HC: The score is fantastic, will it get a release?

CS: This is the 5th feature film soundtrack collaboration between me and Sam Benjafield, and as always he did a stunning job. We'll find some way to get the music out there! Many influences have gone into the score, lots of Ennio Morricone (both his Western music and Gialli music) who's long been my favourite composer, but you'll also hear the influence from films like The Devil's Rejects, Planet Terror and Pumpkinhead.

HC: Will you be nervous when Death Ranch has its world premiere at Grimmfest?

CS: Death Ranch is particularly special to me, its my own original idea, and it was made entirely independently (no sales/distribution people to answer to) which makes the project stand out to me. I hope people enjoy it, of course, but if they don't then that's just something that comes with the territory of filmmaking, you can't please everyone. You finish a movie and you just let it go, move onto the next (I have shot, edited and released 2 more films since I shot Death Ranch) so I can't be nervous. However, I'm very eager to see the response to this particular film, good or bad.
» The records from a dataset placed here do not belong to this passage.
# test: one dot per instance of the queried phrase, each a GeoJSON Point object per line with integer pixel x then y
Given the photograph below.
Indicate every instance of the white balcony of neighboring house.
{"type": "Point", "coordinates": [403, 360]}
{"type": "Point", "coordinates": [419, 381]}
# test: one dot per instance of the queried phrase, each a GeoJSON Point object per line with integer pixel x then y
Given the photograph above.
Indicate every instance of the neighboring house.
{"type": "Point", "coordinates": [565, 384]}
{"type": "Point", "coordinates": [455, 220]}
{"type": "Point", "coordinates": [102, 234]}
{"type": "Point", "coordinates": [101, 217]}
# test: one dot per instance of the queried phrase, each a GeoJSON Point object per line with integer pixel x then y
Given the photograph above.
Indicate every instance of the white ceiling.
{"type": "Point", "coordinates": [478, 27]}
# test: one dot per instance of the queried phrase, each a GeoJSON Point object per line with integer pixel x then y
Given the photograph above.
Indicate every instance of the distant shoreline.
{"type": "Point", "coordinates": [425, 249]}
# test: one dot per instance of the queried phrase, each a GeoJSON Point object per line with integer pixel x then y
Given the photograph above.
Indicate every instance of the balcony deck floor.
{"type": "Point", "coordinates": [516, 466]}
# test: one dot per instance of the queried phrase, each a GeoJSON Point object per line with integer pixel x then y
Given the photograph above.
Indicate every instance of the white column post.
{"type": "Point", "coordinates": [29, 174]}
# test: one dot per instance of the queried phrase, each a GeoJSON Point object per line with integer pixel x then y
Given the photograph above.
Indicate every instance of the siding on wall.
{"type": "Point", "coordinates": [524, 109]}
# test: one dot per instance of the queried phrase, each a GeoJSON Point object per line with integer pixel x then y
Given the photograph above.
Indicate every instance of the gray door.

HC: As a director, how do you feel after the recent news that some cinemas are reducing days open and some closing altogether?

CS: The most important thing we can do is support our favourite smaller cinemas that remain open, so long as you're safe, sensible and not at high risk from this virus. I'll be visiting the Prince Charles Cinema in London as frequently as I can, we can't lose unique venues like that. The big chains showing the Hollywood muck will somehow recover, there'll always be a demand for the big screen. DVD/VOD films are now in demand more than ever, so while mainstream movies suffer this slump, maybe some independent filmmakers will use this to their advantage.

HC: So, what are you up to at the moment?

CS: I have a lot in the pipeline and I'm currently writing those projects, which is my favourite part of the whole process. Very soon, I'll be back into production on some really exciting projects.

HC: Charlie Steeds, thank you very much.